UNRWA Generalsekretär Pierre Krähenbühl. Foto U.N. TV/Multimedia.
Lesezeit: 6 Minuten

Am 11. November entscheiden die Mitgliedsstaaten der Vereinten Nationen über eine Mandatsverlängerung des Palästinenserhilfswerks der Vereinten Nationen (UNRWA). Obwohl eine Verlängerung als sehr wahrscheinlich gilt, gibt es von verschiedenen Seiten reichlich Kritik am Hilfswerk, den Zuständen in einigen Arbeitsbereichen und insbesondere an dem speziellen Flüchtlingsstatus, nach dem gearbeitet wird.

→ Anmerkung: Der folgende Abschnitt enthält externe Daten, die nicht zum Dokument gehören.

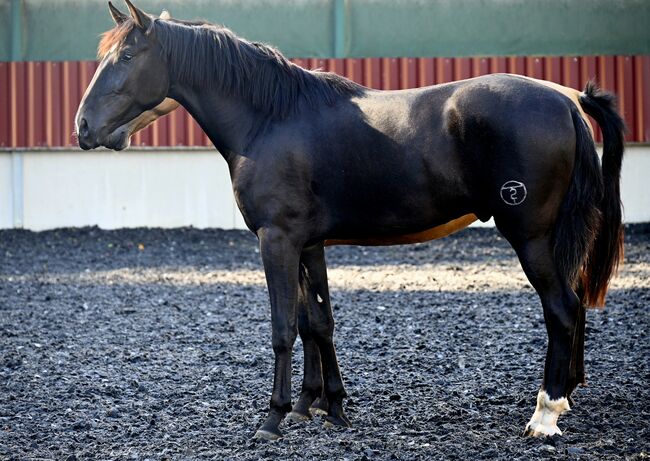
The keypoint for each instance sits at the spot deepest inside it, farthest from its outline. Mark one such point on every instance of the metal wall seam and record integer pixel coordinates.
(38, 100)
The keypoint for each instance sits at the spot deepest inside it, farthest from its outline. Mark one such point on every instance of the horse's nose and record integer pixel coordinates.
(84, 135)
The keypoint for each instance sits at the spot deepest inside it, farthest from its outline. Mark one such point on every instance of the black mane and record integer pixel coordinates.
(206, 56)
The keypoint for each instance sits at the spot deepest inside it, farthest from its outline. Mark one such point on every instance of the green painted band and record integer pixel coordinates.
(69, 29)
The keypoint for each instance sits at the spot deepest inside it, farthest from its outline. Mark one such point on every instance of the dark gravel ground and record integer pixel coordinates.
(155, 344)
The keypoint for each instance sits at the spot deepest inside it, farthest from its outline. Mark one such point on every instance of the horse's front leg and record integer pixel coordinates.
(280, 255)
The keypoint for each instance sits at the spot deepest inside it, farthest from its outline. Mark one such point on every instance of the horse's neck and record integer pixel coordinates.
(228, 122)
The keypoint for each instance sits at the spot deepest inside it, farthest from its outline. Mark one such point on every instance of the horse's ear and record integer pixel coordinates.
(140, 18)
(116, 14)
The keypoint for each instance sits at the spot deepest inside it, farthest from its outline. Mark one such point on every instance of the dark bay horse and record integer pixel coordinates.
(316, 159)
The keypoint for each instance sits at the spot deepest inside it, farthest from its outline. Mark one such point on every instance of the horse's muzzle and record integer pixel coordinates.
(85, 137)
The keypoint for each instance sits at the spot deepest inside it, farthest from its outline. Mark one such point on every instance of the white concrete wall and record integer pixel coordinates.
(49, 189)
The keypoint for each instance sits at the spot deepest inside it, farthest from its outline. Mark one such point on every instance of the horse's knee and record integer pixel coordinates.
(304, 329)
(562, 314)
(283, 341)
(323, 330)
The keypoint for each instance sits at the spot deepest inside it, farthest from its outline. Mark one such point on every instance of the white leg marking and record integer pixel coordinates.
(544, 420)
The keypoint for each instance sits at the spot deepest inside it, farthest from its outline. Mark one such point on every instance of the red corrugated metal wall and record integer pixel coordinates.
(38, 100)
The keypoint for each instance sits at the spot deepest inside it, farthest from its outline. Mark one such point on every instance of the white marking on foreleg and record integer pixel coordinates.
(544, 420)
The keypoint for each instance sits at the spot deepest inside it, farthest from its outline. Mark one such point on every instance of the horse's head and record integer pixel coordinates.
(131, 79)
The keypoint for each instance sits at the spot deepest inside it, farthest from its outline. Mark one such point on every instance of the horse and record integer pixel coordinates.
(316, 159)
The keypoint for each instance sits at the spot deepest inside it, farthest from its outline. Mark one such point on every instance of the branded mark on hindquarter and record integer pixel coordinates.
(513, 192)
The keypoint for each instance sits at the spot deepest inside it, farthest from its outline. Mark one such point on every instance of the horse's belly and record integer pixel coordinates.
(424, 236)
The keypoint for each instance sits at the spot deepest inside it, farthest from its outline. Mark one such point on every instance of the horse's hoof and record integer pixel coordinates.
(267, 435)
(541, 430)
(544, 420)
(298, 417)
(319, 407)
(337, 421)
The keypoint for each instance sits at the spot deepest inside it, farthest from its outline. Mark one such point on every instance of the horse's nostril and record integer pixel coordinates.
(83, 128)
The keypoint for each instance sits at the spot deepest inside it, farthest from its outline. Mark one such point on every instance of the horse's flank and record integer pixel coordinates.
(430, 234)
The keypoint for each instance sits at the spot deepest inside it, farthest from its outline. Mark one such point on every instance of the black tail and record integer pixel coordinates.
(589, 232)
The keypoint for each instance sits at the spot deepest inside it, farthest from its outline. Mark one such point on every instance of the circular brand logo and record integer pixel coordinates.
(513, 192)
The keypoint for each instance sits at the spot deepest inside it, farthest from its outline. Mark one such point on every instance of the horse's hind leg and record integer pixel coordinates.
(321, 330)
(561, 314)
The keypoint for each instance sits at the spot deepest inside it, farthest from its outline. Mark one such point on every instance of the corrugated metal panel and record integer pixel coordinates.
(38, 100)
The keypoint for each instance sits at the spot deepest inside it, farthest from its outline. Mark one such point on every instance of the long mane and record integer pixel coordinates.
(206, 56)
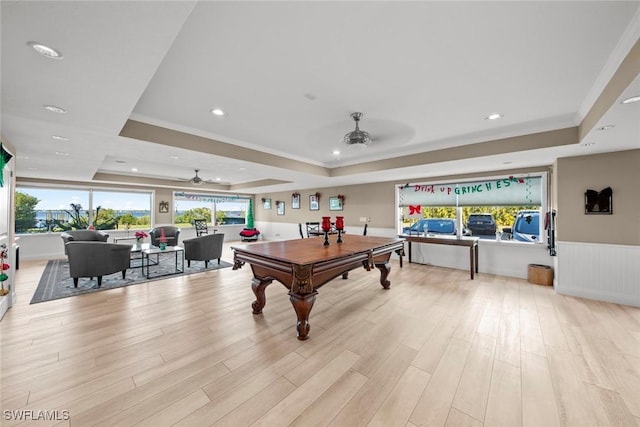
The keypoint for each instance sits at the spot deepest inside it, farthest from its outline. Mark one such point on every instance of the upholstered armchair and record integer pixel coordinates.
(203, 248)
(171, 233)
(96, 259)
(82, 236)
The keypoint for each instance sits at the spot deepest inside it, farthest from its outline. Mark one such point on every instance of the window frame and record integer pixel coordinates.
(544, 200)
(89, 190)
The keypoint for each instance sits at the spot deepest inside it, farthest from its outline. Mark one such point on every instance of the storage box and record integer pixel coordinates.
(540, 275)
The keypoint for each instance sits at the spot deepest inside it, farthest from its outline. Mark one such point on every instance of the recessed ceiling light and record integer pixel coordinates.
(632, 99)
(46, 51)
(218, 112)
(54, 109)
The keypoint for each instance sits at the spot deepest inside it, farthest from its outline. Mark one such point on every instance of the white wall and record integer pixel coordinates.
(600, 271)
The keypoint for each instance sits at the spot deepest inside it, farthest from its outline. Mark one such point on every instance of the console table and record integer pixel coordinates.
(470, 242)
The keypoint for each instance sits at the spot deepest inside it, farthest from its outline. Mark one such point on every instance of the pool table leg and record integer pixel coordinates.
(385, 269)
(302, 304)
(258, 286)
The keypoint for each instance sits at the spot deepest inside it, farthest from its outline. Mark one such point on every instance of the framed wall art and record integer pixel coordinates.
(163, 207)
(598, 202)
(314, 204)
(335, 204)
(295, 201)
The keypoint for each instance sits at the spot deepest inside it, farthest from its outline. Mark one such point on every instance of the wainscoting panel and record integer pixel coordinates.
(599, 271)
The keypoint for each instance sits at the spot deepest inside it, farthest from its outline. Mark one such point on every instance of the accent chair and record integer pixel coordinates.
(96, 259)
(203, 248)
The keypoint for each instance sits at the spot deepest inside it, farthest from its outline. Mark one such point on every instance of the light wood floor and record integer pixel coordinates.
(435, 349)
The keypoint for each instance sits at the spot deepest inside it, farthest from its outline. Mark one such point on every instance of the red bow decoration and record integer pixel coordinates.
(417, 209)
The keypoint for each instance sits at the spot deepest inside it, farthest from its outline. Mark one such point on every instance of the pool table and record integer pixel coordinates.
(304, 265)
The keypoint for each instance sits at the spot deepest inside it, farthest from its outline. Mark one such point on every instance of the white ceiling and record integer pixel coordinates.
(425, 75)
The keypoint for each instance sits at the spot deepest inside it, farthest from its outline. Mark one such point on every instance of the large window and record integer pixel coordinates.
(41, 210)
(216, 209)
(507, 206)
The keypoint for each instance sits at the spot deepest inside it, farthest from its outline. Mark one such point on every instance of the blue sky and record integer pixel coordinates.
(56, 199)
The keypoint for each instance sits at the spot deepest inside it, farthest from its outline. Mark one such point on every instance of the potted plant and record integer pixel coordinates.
(249, 233)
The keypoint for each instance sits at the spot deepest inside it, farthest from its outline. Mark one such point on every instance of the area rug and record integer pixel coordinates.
(56, 283)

In diesen Wochen treffen sich die Mitgliedsländer der Vereinten Nationen zu ihrer Generalversammlung. Ein Punkt, der bei dieser 74. Sitzungsperiode besprochen wird, ist die Mandatsverlängerung der UNRWA. Das seit 1949 existierende Flüchtlingshilfswerk, das ausschliesslich für Palästinenser zuständig ist, muss, da es keine Organisation der Vereinten Nationen ist, alle drei Jahre ein neues Mandat beantragen. Eine Verlängerung gilt jedoch als reine Formsache und das, obwohl die UNRWA ursprünglich als eine zeitlich begrenzte Einrichtung gedacht war. Doch die Verweigerung der arabischen Staaten gegenüber einer Friedenslösung mit Israel hat den Nahostkonflikt und damit auch das Wirken der UNRWA auf mittlerweile über 70 Jahre ausgedehnt. Dabei gebe es neben der zeitlichen Komponente genügend weitere Gründe, die UNRWA viel kritischer zu sehen.

Antisemitismus, Hamas und Korruption

Bereits seit längerem wirft unter anderem die NGO „impact-se“ dem Hilfswerk vor, Antisemitismus durch Schulbücher und Lehrpläne nicht ausreichend zu unterbinden. Immerhin betreibt sie mehr als 700 Schulen und unterrichtet hunderttausende Schüler. Ihr Einfluss ist also immens. Zeitgleich wurden UNRWA-Gebäude von der Hamas im Gazastreifen als Waffenlager missbraucht. So habe die UNRWA nach eigenen Angaben, die im letzten Gazakonflikt (2014) in ihren Einrichtungen gelagerten Waffen der lokalen Regierung zurückgegeben – der Hamas. Seither sind Mitarbeiter der UNMAS (UN-Organisation zur Beseitigung von Sprengmitteln und Minen) in Gaza stationiert. Deswegen müsse man davon ausgehen, dass die Linien zwischen der UNRWA und der Hamas im Gazastreifen schwammig verlaufen, erklärt Josias Terschüren, Öffentlichkeitsdirektor der deutschen NGO „Initiative 27. Januar“.

Eine Studie von UN-Watch, bei der die Social-Media-Kanäle der UNRWA-Mitarbeiter untersucht wurden, kam zum gleichen Schluss. Ausserdem fanden sich bei vielen leitenden Angestellten antisemitische und terrorverherrlichende Inhalte. Teilweise wurde gar zur Tötung von Juden und zur Auslöschung Israels aufgerufen.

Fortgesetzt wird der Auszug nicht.